No dia 23 de junho, daqui a pouco mais de três semanas, os britânicos haverão de escolher se querem ou não a permanência do Reino Unido na União Europeia. O debate, que nada tem de novo, ganhou ímpeto temerário desde o agravamento da crise migratória na Europa, ante a falta de estratégia clara que os políticos do “continente” têm revelado não só para resolver esse, como para atenuar outros problemas da região. A Grécia é a eterna obviedade, mas não se trata só da Grécia. A demora para avançar na necessária união bancária, com a imposição de regras e regulações que não agradam a Inglaterra, cujo PIB ainda é muito dependente dos serviços financeiros apesar dos abalos sofridos pela crise financeira internacional, é outra razão para o descontentamento. Há percepção crescente entre os britânicos de que a Europa é mais fardo do que benefício, mesmo com os esforços do Primeiro Ministro David Cameron, e do agora aliado inusitado Sadiq Khan, prefeito de Londres e membro do Labour Party – o muçulmano recém-eleito que surpreendeu o mundo – de contrapor tal visão.
O que está em jogo caso a Inglaterra saia da União Europeia? Por certo, a solidez da atividade e do mercado de trabalho. Movimentos contrários à integração – ou, a desintegração – não tendem a trazer benefícios.

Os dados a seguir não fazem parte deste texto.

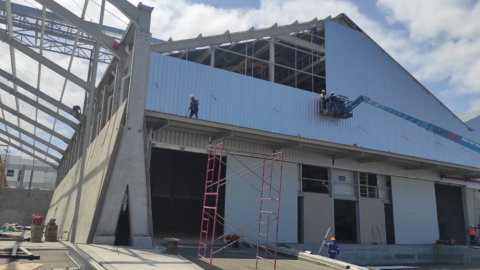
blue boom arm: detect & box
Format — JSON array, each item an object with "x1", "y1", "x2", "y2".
[{"x1": 344, "y1": 96, "x2": 480, "y2": 153}]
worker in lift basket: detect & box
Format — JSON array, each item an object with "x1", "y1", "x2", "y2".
[
  {"x1": 188, "y1": 95, "x2": 200, "y2": 119},
  {"x1": 328, "y1": 92, "x2": 337, "y2": 112},
  {"x1": 320, "y1": 89, "x2": 327, "y2": 112},
  {"x1": 468, "y1": 225, "x2": 476, "y2": 245},
  {"x1": 323, "y1": 237, "x2": 340, "y2": 259}
]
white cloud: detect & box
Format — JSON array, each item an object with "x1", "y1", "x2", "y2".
[{"x1": 377, "y1": 0, "x2": 480, "y2": 95}]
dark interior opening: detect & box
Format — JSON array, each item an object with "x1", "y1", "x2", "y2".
[
  {"x1": 114, "y1": 186, "x2": 130, "y2": 246},
  {"x1": 435, "y1": 184, "x2": 468, "y2": 244},
  {"x1": 297, "y1": 197, "x2": 304, "y2": 243},
  {"x1": 385, "y1": 203, "x2": 395, "y2": 245},
  {"x1": 334, "y1": 200, "x2": 357, "y2": 244},
  {"x1": 150, "y1": 148, "x2": 226, "y2": 240}
]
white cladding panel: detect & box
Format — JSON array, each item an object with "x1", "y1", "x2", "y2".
[
  {"x1": 392, "y1": 177, "x2": 439, "y2": 244},
  {"x1": 225, "y1": 155, "x2": 298, "y2": 243}
]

O que antes se fazia com facilidade – o comércio com a Europa, por exemplo – ficará mais complicado, afetando a recuperação do Reino Unido, repercutindo no mercado de trabalho. Haverá sentimento crescente de que a Inglaterra é ambiente mais arriscado, aumentando a volatilidade dos mercados, como já se vê nos spreads de juros e no câmbio. No fim, é provável que o Banco da Inglaterra tenha de aumentar, e muito, as taxas de juros para estancar a volatilidade e a desvalorização da libra, com os efeitos já conhecidos sobre a atividade e o emprego. O Reino Unido passará a ser destino menos atraente para grandes empresas estrangeiras, ou mesmo britânicas, que, por certo, haverão de escolher países membros da UE para os seus negócios, diante da maior facilidade para conduzi-los e dos mercados ampliados que a Inglaterra não mais haverá de prover. Nada disso, entretanto, tem ressoado com o devido vigor entre o povo que haverá de escolher em poucas semanas o destino da ilha. Prevalece a desconfiança em relação aos seus governantes, aos líderes da Europa, e ao temor tácito de que a crise migratória venha a afetá-los – a eles e seus empregos, a eles e à capacidade de que o Estado possa prover serviços para todos. Ainda que tenham sido muito poucos os imigrantes a cruzar o Canal da Mancha, refugiados do Estado Islâmico.
Do outro lado do oceano, a escolha estúpida é aquela que se torna cada dia mais provável: Trump, presidente dos EUA. Fica para outro artigo análise sobre o pós-novembro, sobre mundo com Trump. Contudo, fica o alerta: os EUA estão cada vez mais inclinados a escolher alguém cujo preparo para exercer o cargo mais alto do país é inexistente.
Sentiram algum consolo em relação às escolhas de Temer? Algum schadenfreude, conforto proveniente das escolhas estúpidas dos outros? Nem eu.